Established in 1843 and issued by the British Government, the China War Medal was given to members of the British Army and the Royal Navy who took part in the First Anglo-Chinese War (5th July, 1840 – 29th August, 1842) or the ‘First Opium War’ as it is popularly known.
The original suggestion was the awarding this medal was by the Governor-General of India in October, 1842, for presentation to all rank of the Honourable East India Company’s Forces. However it was awarded by the Home Government in 1843, to those who had taken part in the first and second capture of Chusan, on 5th July, 1840 and 1841. Also actions in the Canton River, during 1841, and battles of Amoy, Ningpo, Chinhai, Tsekee, Chapoo, Woosung, in the Yangtze River, and in the assault of Chinkiang. The campaign known as the First Opium War ended with the capture of Nanking. The resultant treaty opened five ports to trade, and ceded Hong Kong to Great Britain.
The original design of the China War Medal was different from that was issued. The original reverse depicted a lion with its paws on the dragon. This was at the time considered offensive to the Chinese and therefore not suitable.
Materials: The majority of the British medals and clasps are made of solid silver, though some were issue in bronze versions, mainly to Indian non-combatants. The majority of the British campaign awards are circular, usually 36mm in diameter.

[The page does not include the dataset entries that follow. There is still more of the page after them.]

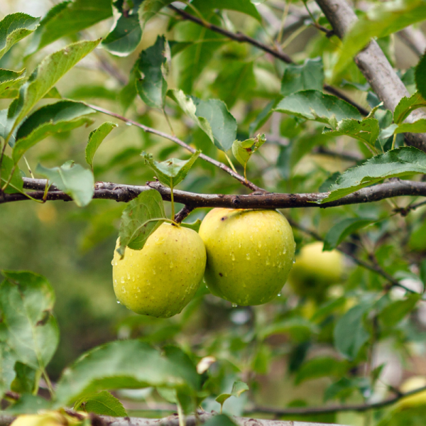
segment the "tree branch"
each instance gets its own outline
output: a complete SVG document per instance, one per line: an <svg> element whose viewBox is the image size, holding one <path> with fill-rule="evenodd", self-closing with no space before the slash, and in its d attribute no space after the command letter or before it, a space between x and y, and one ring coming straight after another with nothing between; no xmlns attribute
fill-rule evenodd
<svg viewBox="0 0 426 426"><path fill-rule="evenodd" d="M358 21L355 12L345 0L316 1L340 38L342 38ZM401 98L409 96L405 86L396 75L376 40L371 40L370 44L355 57L355 62L388 109L394 111ZM425 118L426 114L417 109L409 116L406 121L412 123ZM426 152L426 134L406 133L405 141L408 145L415 146Z"/></svg>
<svg viewBox="0 0 426 426"><path fill-rule="evenodd" d="M43 200L45 179L23 178L25 189L34 190L30 195L36 200ZM97 182L94 199L114 200L128 202L141 192L155 189L161 195L163 200L170 200L170 190L158 182L149 182L145 186L121 185L108 182ZM174 199L187 208L227 207L229 209L289 209L295 207L327 208L352 204L373 202L386 198L401 196L426 197L426 182L413 180L395 180L379 185L363 188L331 202L317 204L328 192L312 192L305 194L268 193L259 191L248 195L222 194L196 194L178 190L173 190ZM23 194L3 194L0 204L29 200ZM51 187L48 192L47 200L70 201L72 198L58 188Z"/></svg>
<svg viewBox="0 0 426 426"><path fill-rule="evenodd" d="M194 153L197 151L195 148L190 146L187 143L185 143L183 141L181 141L179 138L177 138L176 136L169 135L163 131L160 131L159 130L153 129L152 127L148 127L148 126L144 126L143 124L141 124L141 123L138 123L137 121L135 121L130 119L126 119L126 117L120 115L119 114L116 114L116 112L112 112L111 111L109 111L108 109L101 108L100 106L97 106L95 105L92 105L90 104L86 104L86 105L87 105L87 106L89 106L89 108L94 109L95 111L98 111L99 112L106 114L109 116L111 116L111 117L115 117L116 119L118 119L119 120L121 120L122 121L124 121L125 123L129 123L129 124L136 126L136 127L141 129L146 133L151 133L154 135L157 135L158 136L160 136L161 138L164 138L165 139L168 139L169 141L172 141L172 142L174 142L175 143L177 143L180 146L185 148L185 149L189 151L190 153ZM211 158L210 157L209 157L203 153L200 154L200 158L201 159L204 160L204 161L207 161L207 163L209 163L210 164L213 164L216 167L226 172L226 173L228 173L229 175L231 175L231 176L232 176L232 178L234 178L234 179L236 179L240 183L241 183L244 186L247 187L248 188L251 189L251 190L253 190L253 191L262 190L262 188L258 187L252 182L250 182L249 180L246 180L244 176L241 176L241 175L236 173L232 169L229 168L227 165L226 165L223 163L221 163L220 161L214 160L213 158Z"/></svg>
<svg viewBox="0 0 426 426"><path fill-rule="evenodd" d="M200 19L197 16L194 16L193 15L191 15L191 13L189 13L188 12L184 10L178 9L173 5L169 5L168 7L177 12L184 19L191 21L195 23L197 23L198 25L208 28L209 30L211 30L212 31L214 31L215 33L218 33L219 34L222 34L222 36L225 36L228 38L234 40L234 41L237 41L239 43L250 43L251 45L256 46L258 49L261 49L261 50L263 50L264 52L266 52L270 55L272 55L274 58L276 58L277 59L279 59L280 60L282 60L283 62L285 62L287 64L295 63L295 62L293 62L293 59L288 55L287 55L287 53L284 53L284 52L281 52L276 48L270 48L268 45L261 43L260 41L258 41L257 40L252 38L251 37L249 37L246 34L243 34L240 32L232 33L231 31L228 31L228 30L225 30L224 28L222 28L216 25L213 25L209 22L207 22L206 21ZM348 104L351 104L351 105L355 106L355 108L356 108L359 111L359 112L363 115L368 115L368 111L365 108L356 104L356 102L354 102L346 94L344 94L335 87L329 86L329 84L324 84L324 89L329 93L332 93L332 94L334 94L340 99L346 101L346 102L348 102Z"/></svg>

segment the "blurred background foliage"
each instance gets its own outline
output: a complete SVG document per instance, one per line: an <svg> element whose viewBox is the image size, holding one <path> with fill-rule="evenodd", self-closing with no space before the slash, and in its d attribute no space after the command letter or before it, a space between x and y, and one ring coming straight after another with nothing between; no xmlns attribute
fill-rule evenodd
<svg viewBox="0 0 426 426"><path fill-rule="evenodd" d="M43 16L55 3L2 0L0 18L16 11ZM307 4L317 22L328 26L317 6L312 2ZM301 2L289 4L270 0L257 6L261 23L231 11L221 10L207 16L212 23L241 31L266 44L281 44L299 63L321 57L327 82L338 48L337 38L326 37L312 25ZM18 70L25 66L32 70L48 53L70 41L104 36L112 24L112 18L103 21L28 57L25 57L28 42L24 40L1 59L0 67ZM251 125L258 121L270 102L283 96L281 80L287 65L247 43L231 41L195 23L182 21L167 9L149 21L133 53L119 58L97 49L60 81L56 86L59 92L63 97L84 100L170 133L162 111L148 107L138 97L133 98L131 86L126 85L140 52L162 34L171 48L169 88L181 88L201 99L222 99L237 120L238 138L244 140L253 134ZM410 72L418 55L398 35L379 42L400 75L405 75L405 82L413 92ZM365 108L374 104L375 96L368 91L354 64L348 66L339 84L341 90ZM0 99L0 109L6 108L9 102ZM167 100L165 111L176 136L226 162L223 153L170 99ZM84 164L89 131L109 119L97 114L89 129L48 137L37 150L28 151L30 165L34 167L40 162L54 167L70 159ZM119 127L97 153L96 180L131 185L152 180L152 171L140 157L142 151L152 153L158 160L189 157L170 141L112 121ZM371 156L360 143L322 135L322 128L320 124L273 113L259 128L266 133L267 142L248 163L249 179L271 192L318 192L333 173ZM242 173L239 165L237 168ZM246 188L201 160L179 189L247 193ZM403 278L406 286L421 293L423 283L418 274L426 251L426 210L419 208L407 217L393 214L395 203L403 207L410 201L399 199L327 209L293 209L283 213L322 237L343 219L372 218L373 224L349 235L344 246L360 258ZM131 337L158 346L177 343L197 356L214 356L217 361L210 368L208 383L213 395L229 392L235 380L245 381L250 387L241 398L225 403L224 412L231 414L248 410L256 413L258 406L284 408L322 405L324 402L373 402L392 395L389 386L398 388L408 377L426 375L425 302L416 304L417 300L407 297L401 289L385 291L386 280L357 266L349 257L336 261L342 262L342 274L332 283L329 280L328 284L332 285L319 292L308 289L300 295L297 288L302 284L298 284L294 276L295 285L286 285L280 297L272 302L233 308L229 302L209 294L202 285L183 312L173 318L158 320L133 314L116 302L111 283L111 260L124 207L112 201L95 200L84 209L62 202L42 205L22 202L0 208L0 268L39 273L48 278L56 293L55 315L61 340L48 368L54 381L65 365L84 351L116 338ZM206 212L197 209L189 221L202 218ZM297 253L314 241L305 232L296 228L294 231ZM317 261L322 262L320 258ZM354 348L351 341L344 342L345 330L346 335L359 334L359 347ZM351 356L344 356L345 350ZM163 400L149 389L123 392L121 396L132 414L155 409ZM206 410L219 408L214 397L207 398L203 406ZM158 415L158 411L149 413ZM370 420L373 424L386 422L388 415L388 410L383 410L367 415L342 413L279 418L366 425L372 424L364 422ZM402 417L400 422L407 421L403 414L398 415Z"/></svg>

Ribbons: Medals are worn suspended from their own specific ribbons. These were first made of silk but cotton was increasingly used as the nineteenth century developed. Their own colours often have a symbolic significance: the equal stripes of the ‘1939 to 1945 Star,’ for example, are dark blue to represent the service of the Royal and Merchant Navies, red, to represent that of the Armies and light blue to represent that of Air Forces.
Ribbon width can vary slightly though it is generally 32mm wide.
Ribbon – 35mm wide, crimson centre strip with yellow edges
Type – Campaign Medal
Eligibility – British Forces
Awarded for – Campaign Service
Campaign – First Anglo-Chinese War (1839-42)
Established – 1843
Suspension – A straight nickel silver suspender with a neck in the centre, which is sweated directly to the piece.
Designer – Wm. Wyon, R.A.
Naming – Impressed with bold Roman capitals that are well spaced, blank spaces are filled with star, similar to the Waterloo medal.
Total Awarded – Not known
Clasps – None issued
Description - The China War medal's obverse shows the diademed head of Queen Victoria with the legend "VICTORIA REGINA". The reverse has a collection of War trophies with an oval shield with Royal Arms in the centre, all placed under a palm tree. (This reverse is also found on both the First, Second and Third China War medal.) Above this is the inscription “ARMIS EXPOSCERE PACEM.” and in the exergue the word “CHINA,” with the date “1842” underneath.